The function of Tec kinases in the cardiovascular system hasn’t, however, been thoroughly explained in any reviews. Consequently, this review highlights research on the function of Tec kinases in cardiovascular disease, offering fresh perspectives on its prevention and treatment.

Difference between RTK and NRTK

Functions of NRTK Signaling

• NRTKs are important in the transmission of signals originating from extracellular cues, which commonly interact with transmembrane receptors. 
• As a result, they play a crucial role in signaling pathways that control essential biological processes such as cell differentiation, death, survival, and proliferation.
• The activity of NRTKs is closely controlled, and carcinogenesis and malignant transformation have been linked to the deregulation and/or overexpression of NRTKs.
• The mechanics of numerous cellular processes, including those implicated in carcinogenesis, have been clarified through research on NRTKs. 
• Proteins can alter in function and/or enzymatic activity by phosphorylation, and these changes trigger particular biological reactions. 
• NRTK signaling help in the activation of T and B lymphocytes.

FAQs on NRTK Signaling

Question 1: What is the main role of phosphate groups in Non-Receptor Tyrosine Kinase Signaling?

Answer:

Tyrosines on the receptor tails that are phosphorylated cause the formation of an intracellular signaling complex on the tails. Tyrosines that have recently undergone phosphorylation act as binding sites for signaling proteins, which subsequently transmit the information to additional proteins.

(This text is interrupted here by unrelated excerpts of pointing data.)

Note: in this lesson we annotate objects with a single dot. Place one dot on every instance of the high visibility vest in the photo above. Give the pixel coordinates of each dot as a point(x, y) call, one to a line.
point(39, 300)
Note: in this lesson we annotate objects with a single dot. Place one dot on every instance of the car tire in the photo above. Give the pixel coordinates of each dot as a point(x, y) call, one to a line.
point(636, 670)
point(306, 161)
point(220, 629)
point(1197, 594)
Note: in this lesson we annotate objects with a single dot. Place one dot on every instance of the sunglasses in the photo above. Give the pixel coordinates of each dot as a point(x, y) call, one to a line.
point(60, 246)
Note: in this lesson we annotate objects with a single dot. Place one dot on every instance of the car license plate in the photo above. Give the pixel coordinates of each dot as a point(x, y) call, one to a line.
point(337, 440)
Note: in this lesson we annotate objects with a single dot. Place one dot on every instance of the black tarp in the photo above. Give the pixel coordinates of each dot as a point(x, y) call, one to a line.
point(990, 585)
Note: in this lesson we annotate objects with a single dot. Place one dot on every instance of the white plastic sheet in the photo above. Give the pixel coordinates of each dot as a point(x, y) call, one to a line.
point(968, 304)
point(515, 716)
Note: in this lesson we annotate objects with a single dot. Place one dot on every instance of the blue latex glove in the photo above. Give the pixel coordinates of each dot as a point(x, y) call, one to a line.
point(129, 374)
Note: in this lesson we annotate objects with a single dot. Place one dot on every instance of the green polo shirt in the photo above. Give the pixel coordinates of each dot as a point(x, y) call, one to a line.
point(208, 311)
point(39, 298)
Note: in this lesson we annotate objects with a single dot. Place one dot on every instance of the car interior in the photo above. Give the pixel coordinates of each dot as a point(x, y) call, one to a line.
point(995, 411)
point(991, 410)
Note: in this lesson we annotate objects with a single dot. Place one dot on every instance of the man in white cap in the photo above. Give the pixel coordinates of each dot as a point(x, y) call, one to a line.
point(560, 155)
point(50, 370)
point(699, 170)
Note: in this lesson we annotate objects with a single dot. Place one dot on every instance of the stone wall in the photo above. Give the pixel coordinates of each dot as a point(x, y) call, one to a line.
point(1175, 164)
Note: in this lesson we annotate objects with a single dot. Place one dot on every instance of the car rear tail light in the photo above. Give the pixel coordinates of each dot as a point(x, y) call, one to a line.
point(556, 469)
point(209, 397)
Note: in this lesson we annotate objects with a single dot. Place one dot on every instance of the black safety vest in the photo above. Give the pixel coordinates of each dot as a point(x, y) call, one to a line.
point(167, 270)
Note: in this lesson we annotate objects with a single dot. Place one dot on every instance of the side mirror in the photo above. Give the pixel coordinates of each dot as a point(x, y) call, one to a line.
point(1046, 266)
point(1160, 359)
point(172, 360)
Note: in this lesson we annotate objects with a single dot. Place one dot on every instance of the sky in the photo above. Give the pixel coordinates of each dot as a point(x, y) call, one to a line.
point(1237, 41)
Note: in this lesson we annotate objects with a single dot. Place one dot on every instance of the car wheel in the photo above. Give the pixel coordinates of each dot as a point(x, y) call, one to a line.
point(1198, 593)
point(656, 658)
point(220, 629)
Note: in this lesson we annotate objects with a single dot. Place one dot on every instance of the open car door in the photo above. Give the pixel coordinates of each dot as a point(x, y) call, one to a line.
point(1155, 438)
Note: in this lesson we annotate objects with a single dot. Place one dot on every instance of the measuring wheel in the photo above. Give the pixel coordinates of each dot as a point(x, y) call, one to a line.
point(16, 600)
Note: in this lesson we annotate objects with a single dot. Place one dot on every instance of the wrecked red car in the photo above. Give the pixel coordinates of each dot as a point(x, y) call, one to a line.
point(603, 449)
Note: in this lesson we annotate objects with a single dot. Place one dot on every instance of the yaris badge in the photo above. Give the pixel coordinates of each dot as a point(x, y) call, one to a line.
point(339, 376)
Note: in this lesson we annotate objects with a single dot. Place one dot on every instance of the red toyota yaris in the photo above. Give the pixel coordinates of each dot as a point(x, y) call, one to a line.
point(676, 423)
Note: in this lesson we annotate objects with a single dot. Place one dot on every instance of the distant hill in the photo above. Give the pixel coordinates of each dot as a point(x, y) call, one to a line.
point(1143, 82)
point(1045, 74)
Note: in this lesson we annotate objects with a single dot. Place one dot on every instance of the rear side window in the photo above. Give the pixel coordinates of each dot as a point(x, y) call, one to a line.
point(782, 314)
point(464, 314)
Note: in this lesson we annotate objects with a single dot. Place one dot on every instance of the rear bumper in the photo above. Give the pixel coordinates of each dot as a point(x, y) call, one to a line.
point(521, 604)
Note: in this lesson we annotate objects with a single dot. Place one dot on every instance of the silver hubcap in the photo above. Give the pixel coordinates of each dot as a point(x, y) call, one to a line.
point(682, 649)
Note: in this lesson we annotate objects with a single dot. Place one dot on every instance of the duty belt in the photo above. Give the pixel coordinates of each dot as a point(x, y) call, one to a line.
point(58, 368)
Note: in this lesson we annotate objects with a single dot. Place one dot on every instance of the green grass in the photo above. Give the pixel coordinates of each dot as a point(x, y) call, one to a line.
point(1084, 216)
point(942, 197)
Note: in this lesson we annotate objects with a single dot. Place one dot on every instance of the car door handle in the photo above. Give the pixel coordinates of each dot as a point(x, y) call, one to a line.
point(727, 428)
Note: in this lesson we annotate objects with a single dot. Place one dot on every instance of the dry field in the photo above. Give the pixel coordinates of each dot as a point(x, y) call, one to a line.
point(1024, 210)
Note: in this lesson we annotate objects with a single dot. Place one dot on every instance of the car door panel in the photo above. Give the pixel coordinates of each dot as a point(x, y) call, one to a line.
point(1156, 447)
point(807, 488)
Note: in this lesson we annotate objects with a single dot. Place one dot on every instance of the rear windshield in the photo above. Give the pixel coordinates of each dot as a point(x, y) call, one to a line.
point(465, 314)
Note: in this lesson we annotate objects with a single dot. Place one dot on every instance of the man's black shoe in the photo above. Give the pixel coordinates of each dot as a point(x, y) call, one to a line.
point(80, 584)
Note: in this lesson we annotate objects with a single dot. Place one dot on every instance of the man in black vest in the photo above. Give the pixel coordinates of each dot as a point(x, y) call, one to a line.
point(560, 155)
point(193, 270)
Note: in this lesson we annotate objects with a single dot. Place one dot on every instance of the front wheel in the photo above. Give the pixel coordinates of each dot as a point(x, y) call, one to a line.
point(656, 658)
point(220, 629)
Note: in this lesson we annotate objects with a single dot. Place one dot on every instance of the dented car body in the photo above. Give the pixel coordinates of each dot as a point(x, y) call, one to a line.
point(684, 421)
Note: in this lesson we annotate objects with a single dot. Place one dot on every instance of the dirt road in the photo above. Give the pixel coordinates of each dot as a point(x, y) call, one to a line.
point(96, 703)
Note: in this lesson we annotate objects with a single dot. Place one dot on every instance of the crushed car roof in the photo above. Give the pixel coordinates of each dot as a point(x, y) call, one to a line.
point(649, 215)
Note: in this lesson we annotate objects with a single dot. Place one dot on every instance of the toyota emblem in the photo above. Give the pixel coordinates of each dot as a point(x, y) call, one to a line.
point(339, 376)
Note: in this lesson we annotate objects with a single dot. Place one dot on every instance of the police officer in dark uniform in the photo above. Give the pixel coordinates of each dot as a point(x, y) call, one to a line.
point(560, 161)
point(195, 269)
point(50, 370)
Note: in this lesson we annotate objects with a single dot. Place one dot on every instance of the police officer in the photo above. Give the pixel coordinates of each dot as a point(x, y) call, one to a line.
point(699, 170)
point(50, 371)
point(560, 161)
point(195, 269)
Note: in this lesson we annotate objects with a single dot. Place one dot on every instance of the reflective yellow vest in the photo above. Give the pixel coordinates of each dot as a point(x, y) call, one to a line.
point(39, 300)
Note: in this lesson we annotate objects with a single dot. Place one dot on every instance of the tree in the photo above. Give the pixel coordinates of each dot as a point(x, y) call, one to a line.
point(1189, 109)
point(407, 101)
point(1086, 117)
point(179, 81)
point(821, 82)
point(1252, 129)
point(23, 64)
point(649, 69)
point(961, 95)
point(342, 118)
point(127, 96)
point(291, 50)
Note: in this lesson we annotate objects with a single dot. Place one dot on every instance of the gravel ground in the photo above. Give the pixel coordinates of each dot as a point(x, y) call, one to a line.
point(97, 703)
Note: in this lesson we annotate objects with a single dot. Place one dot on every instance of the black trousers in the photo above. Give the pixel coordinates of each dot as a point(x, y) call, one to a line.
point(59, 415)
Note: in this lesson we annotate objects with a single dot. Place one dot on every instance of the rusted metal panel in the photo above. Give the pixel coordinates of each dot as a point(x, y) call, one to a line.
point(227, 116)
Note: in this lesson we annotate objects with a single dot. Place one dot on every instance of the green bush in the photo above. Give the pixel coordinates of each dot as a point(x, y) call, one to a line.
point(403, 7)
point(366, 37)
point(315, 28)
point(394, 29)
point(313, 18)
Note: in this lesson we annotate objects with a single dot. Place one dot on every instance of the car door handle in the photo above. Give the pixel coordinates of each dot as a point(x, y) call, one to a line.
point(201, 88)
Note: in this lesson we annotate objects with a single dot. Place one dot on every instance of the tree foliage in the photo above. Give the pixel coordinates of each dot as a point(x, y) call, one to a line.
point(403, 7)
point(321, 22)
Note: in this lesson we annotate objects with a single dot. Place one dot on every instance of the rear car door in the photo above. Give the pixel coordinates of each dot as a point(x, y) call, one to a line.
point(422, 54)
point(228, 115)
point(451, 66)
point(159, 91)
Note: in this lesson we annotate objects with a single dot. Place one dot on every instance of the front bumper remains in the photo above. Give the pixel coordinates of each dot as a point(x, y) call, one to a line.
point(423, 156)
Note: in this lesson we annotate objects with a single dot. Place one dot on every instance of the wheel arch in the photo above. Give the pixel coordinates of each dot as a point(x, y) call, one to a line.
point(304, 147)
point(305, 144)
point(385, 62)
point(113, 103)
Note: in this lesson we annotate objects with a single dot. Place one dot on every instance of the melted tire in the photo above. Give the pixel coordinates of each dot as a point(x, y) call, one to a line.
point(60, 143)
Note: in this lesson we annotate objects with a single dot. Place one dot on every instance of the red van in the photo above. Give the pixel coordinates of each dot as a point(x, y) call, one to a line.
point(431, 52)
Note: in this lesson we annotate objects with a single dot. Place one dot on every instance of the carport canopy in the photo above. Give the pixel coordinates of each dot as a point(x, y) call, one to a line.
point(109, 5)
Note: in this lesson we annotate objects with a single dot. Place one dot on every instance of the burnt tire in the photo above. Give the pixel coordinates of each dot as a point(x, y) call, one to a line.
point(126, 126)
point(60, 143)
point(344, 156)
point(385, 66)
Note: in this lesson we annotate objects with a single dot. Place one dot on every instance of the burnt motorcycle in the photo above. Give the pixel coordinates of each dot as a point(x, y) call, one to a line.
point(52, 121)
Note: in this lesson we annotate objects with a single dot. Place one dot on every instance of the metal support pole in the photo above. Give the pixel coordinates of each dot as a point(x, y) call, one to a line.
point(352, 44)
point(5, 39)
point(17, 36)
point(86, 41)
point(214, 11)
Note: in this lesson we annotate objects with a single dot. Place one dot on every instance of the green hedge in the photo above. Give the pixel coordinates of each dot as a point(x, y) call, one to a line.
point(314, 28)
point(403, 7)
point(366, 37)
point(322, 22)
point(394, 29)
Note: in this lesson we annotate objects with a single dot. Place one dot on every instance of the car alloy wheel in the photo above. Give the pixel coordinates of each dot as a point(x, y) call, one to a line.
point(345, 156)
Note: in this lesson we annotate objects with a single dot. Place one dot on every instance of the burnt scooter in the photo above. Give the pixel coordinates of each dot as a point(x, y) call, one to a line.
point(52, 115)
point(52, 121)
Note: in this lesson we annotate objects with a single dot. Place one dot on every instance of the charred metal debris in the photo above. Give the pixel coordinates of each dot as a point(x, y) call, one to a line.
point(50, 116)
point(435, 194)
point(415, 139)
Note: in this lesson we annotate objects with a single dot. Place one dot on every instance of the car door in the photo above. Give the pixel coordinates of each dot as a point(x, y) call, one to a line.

Question 2: How does nonreceptor tyrosine kinase(NRTK) signaling work?

Answer:

The subgroup of tyrosine kinases called non-receptor tyrosine kinases (NRTK) can transmit intracellular impulses from external receptors. Numerous biological processes, including cell survival, division/propagation, adhesion, gene expression, immunological response, etc., can be controlled by NRTKs.

Question 3: How does receptor tyrosine kinases are regulated?

Answer:

Controlling the ligand’s access to the receptor is one of the main ways receptor tyrosine kinase (RTK) signaling is regulated. Transmembrane proteins are the building blocks for many RTK ligands. Frequently, signaling cannot start until the active ligand has been liberated from the membrane by proteolysis.

Question 4: Where does the non-Receptor Tyrosine Kinase (nRTK) locate?

Answer:

NRTKs lack receptor-like characteristics such as an extracellular ligand-binding domain and a transmembrane spanning region, in contrast to receptor tyrosine kinases. The majority of nRTKs are found in the cytoplasm, however, some of them can be modified at their amino termini to bind them to the cell membrane.

Question 5: Define protein tyrosine kinases(PTK) enzymes.

Answer:

Proteins known as protein kinases are able to chemically combine substrate proteins that contain phosphate groups. They play significant parts in controlling a variety of biological processes, from energy metabolism to cell cycle development.